“Okay,” the doctor says. “We’ve known the time was coming. It will be much better if she’s in an environment where her needs are met. I’m only talking about assisted living. If it will help, I’m happy to meet with her and explain that things have reached a point where she needs a more comprehensive support system.”
“She’ll say no.”
“Regardless,” he says. “You and I know that if there was a fire she wouldn’t be capable of processing the necessity of getting out. Does she eat dinner? We can’t say for sure that she eats, now, can we? She needs to maintain her caloric intake. We want to allow her to avail herself of resources structured so that she can best meet her own needs.”
“She’ll say no,” I say again.
“May I suggest that you let Tim operate as a support system?”
“Forget him. He’s already been denied tenure twice.”
“Be that as it may, if your brother knows she’s not eating—”
“Do you know she’s not eating?”
“Let’s say she’s not eating,” he says. “It’s a slippery slope.”
“Pretending that I have my brother as a ‘support system’ has no basis in reality. You want me to admit that she’s thin? Okay. She’s thin.”
“Please grant my point, without—”
“Why? Because you’re a doctor? Because you’re pissed off that she misbehaved at some cashier’s stand in a parking lot?”
“You told me she pulled the fire alarm,” he says. “She’s out of control! Face it.”
“I’m not sure,” I say, my voice quivering.
“I am. I’ve known you forever. I remember your mother making chocolate-chip cookies, my father always going to your house to see if she’d made the damned cookies. I know how difficult it is when a parent isn’t able to take care of himself. My father lived in my house, and Donna took care of him in a way I can never thank her enough for, until he . . . well, until he died.”
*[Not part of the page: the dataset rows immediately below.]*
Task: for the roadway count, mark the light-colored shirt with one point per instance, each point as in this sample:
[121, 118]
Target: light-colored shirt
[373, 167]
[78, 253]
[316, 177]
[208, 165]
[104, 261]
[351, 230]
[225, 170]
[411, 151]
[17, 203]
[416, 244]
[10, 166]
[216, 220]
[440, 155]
“Tim wants me to move her to a cheap nursing home in Ohio.”
“Out of the question.”
“Right. She hasn’t come to the point where she needs to go to Ohio. On the other hand, we should put her in the slammer here.”
“The slammer. We can’t have a serious discussion if you pretend we’re talking to each other in a comic strip.”
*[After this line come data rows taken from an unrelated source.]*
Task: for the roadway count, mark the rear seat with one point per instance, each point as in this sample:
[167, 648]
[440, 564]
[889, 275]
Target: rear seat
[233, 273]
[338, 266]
I bring my knees to my forehead, clasp my legs, and press the kneecaps hard into my eyes.
“I understand from Dr. Milrus that you’re having a difficult time,” the therapist says. Her office is windowless, the chairs cheerfully mismatched. “Why don’t you fill me in?”
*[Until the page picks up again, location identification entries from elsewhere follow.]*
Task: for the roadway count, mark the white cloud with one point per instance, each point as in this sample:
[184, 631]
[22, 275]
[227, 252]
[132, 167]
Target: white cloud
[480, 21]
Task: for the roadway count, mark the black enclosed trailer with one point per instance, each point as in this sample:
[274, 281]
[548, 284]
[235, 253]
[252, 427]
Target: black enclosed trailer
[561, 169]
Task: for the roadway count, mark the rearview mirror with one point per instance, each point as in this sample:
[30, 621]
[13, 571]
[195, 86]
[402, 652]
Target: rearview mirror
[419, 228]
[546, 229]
“Well, my mother had a stroke a year ago. It did something. . . . Not that she didn’t have some confusions before, but after the stroke she thought my brother was ten years old. She still sometimes says things about him that I can’t make any sense of, unless I remember that she often, really quite often, thinks he’s still ten. She also believes that I’m sixty. I mean, she thinks I’m only fourteen years younger than she is! And, to her, that’s proof that my father had another family. Our family was an afterthought, my father had had another family, and I’m a child of the first marriage. I’m sixty years old, whereas she herself was only seventy-four when she had the stroke and fell over on the golf course.”
The therapist nods.
“In any case, my brother is forty-four—about to be forty-five—and lately it’s all she’ll talk about.”
“Your brother’s age?”
“No, the revelation. That they—you know, the other wife and children—existed. She thinks the shock made her fall down at the fourth tee.”
“Were your parents happily married?”
“I’ve shown her my baby album and said, ‘If I was some other family’s child, then what is this?’ And she says, ‘More of your father’s chicanery.’ That is the exact word she uses. The thing is, I am not sixty. I’ll be fifty-one next week.”
“It’s difficult, having someone dependent upon us, isn’t it?”
“Well, yes. But that’s because she causes herself so much pain by thinking that my father had a previous family.”
“How do you think you can best care for your mother?”
“She pities me! She really does! She says she’s met every one of them: a son and a daughter, and a woman, a wife, who looks very much like her, which seems to make her sad. Well, I guess it would make her sad. Of course it’s fiction, but I’ve given up trying to tell her that, because in a way I think it’s symbolically important. It’s necessary to her that she think what she thinks, but I’m just so tired of what she thinks. Do you know what I mean?”
“Tell me about yourself,” the therapist says. “You live alone?”
“Me? Well, at this point I’m divorced, after I made the mistake of not marrying my boyfriend, Vic, and married an old friend instead. Vic and I talked about getting married, but I was having a lot of trouble taking care of my mother, and I could never give him enough attention. When we broke up, Vic devoted all his time to his secretary’s dog, Banderas. If Vic was grieving, he did it while he was at the dog park.”
“And you work at Cosmos Computer, it says here?”